Waldemir Barreto/Agence du Sénat
Le sénateur Alessandro Vieira (Cidadania-SE), qui fait partie du CPI de Covid, souligne que le témoignage de Luana Araújo révèle une ingérence extérieure dans le ministère de la Santé

« Malheureusement, nombreux sont ceux qui pensent que l’hydroxychloroquine peut traiter le covid-19, mais la FDA (Administration des aliments et des médicaments, l’agence fédérale du département américain de la Santé et des Services sociaux) n’a pas approuvé son utilisation pour la maladie. Ce n’est pas un médicament antiviral à action directe, il ne peut pas tuer le virus », souligne Katherine Seley-Radtke, professeur de chimie et de biochimie à l’Université du Maryland, aux États-Unis, et présidente de l’International Society for Antiviral Research, dans un entretien avec RBA.

« Certains ont postulé qu’il pourrait y avoir un effet sur la réponse inflammatoire, c’est-à-dire la tempête de cytokines qui se produit lorsque notre corps est envahi par un virus comme le SRAS-CoV-2, mais il a de nombreux effets secondaires très graves qui peuvent même tuer des personnes ayant des problèmes cardiaques. La FDA a clairement indiqué que, s’il est utilisé, il ne doit être administré que sur ordre du médecin en milieu hospitalier, afin que le patient puisse être étroitement surveillé », précise le chercheur.

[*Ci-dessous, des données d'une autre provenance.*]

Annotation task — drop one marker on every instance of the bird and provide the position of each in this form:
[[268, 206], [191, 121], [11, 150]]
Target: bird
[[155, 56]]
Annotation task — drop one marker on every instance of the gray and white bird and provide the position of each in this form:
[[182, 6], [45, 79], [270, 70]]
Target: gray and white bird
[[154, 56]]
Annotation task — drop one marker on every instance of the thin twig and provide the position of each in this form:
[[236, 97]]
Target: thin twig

Traitement non pris en charge

Le 28 mars 2020, la FDA a délivré une autorisation d’utilisation d’urgence pour le phosphate de chloroquine et le sulfate d’hydroxychloroquine pour traiter le covid-19, mais sur la base d’un examen en cours des preuves scientifiques disponibles, la mesure a été révoquée le 15 juin 2020. L’Organisation mondiale de la santé (OMS ) a publié des directives similaires contre l’utilisation.

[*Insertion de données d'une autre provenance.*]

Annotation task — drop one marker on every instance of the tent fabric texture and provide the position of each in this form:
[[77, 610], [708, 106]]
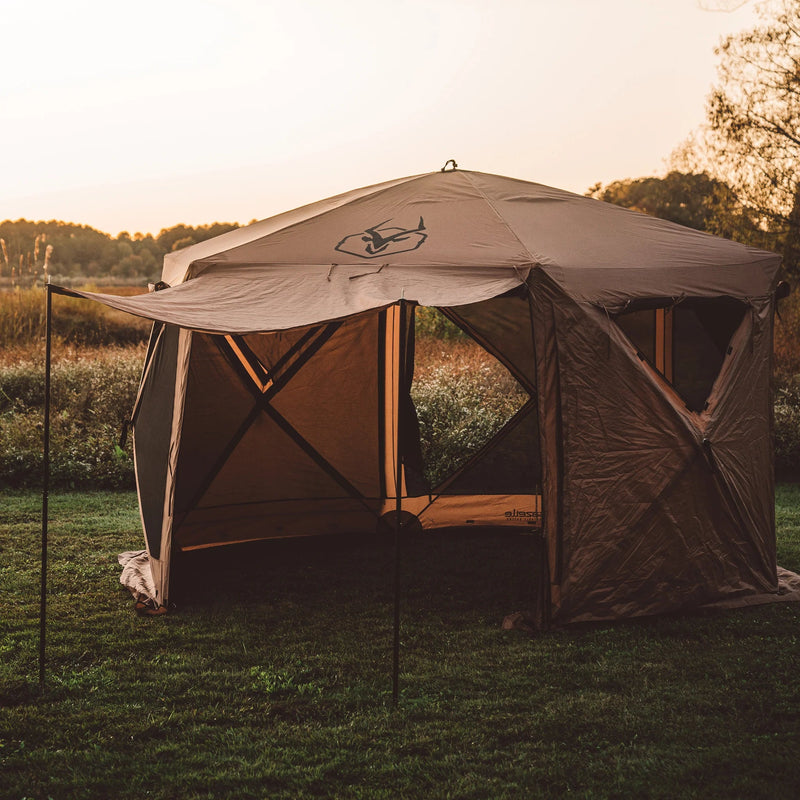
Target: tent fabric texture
[[275, 396]]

« L’OMS ne recommande pas l’hydroxychloroquine pour prévenir le covid-19. Cette recommandation est basée sur six études portant sur plus de 6 000 participants n’ayant pas de covid-19 et ayant reçu de l’hydroxychloroquine. L’utilisation de l’hydroxychloroquine pour la prévention a eu peu ou pas d’effet sur la prévention des maladies, des hospitalisations ou des décès dus à covid-19. Prendre de l’hydroxychloroquine pour prévenir le covid-19 peut augmenter le risque de diarrhée, de nausées, de douleurs abdominales, de somnolence et de maux de tête », prévient l’organisation.

Marco Santos/Agence Pará
La chloroquine et l’hydroxychloroquine ne sont pas efficaces contre le covid-19 et peuvent provoquer des effets indésirables graves.

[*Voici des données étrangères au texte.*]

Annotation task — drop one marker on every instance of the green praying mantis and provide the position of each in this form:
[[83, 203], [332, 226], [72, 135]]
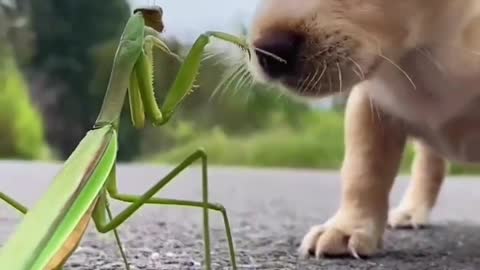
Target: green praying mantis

Une partie des tests et études qui justifieraient l’utilisation de la chloroquine et de l’hydroxychloroquine pour le traitement du covid-19 sont basées sur des tests réalisés in vitro, c’est-à-dire en laboratoire, ou dans des situations spécifiques dont les effets ne se sont pas répétés lorsqu’ils sont pratiqués sur des êtres humains. En juillet de l’année dernière, Katherine a illustré cela dans un article sur le site Web la conversation.

Des scientifiques allemands ont testé HCQ sur différents types de cellules pour découvrir pourquoi il n’a pas empêché le virus d’infecter les humains et ont témoigné que le médicament pouvait bloquer l’infection par le coronavirus dans les cellules rénales du singe vert africain mais pas les cellules pulmonaires humaines, principal site d’infection du Virus SRAS-CoV-2.

En effet, dans les cellules rénales du singe vert, l’hydroxychloroquine et la chloroquine diminuent l’acidité, ce qui inactive une enzyme, la cathepsine L, bloquant l’infection. Dans les cellules pulmonaires humaines, qui ont de très faibles niveaux de l’enzyme cathepsine L, le coronavirus utilise une autre enzyme, TMPRSS2, pour entrer dans la cellule et se répliquer. Et parce que cette enzyme n’est pas contrôlée par l’acidité, ni HCQ ni CQ ne peuvent empêcher le SRAS-CoV-2 d’infecter les poumons ou d’empêcher le virus de se répliquer.

«C’est un médicament antipaludique et est également utilisé pour diverses maladies auto-immunes, telles que le lupus et la polyarthrite rhumatoïde. Comme je l’ai mentionné, les effets secondaires peuvent être mortels. Il existe de nombreux organes qui semblent être touchés par le covid, et nous ne connaissons toujours pas les effets à long terme du virus sur notre corps, et si un patient a des maladies sous-jacentes ou a même déjà subi des dommages du virus, il peut être très nocif, voire mortel. » renforce le chercheur.

Elle ajoute également que le sentiment de « fausse sécurité » donné à ceux qui croient en l’usage de ces médicaments contre le covid-19 entrave l’application de mesures non pharmacologiques qui combattent la transmission de la maladie.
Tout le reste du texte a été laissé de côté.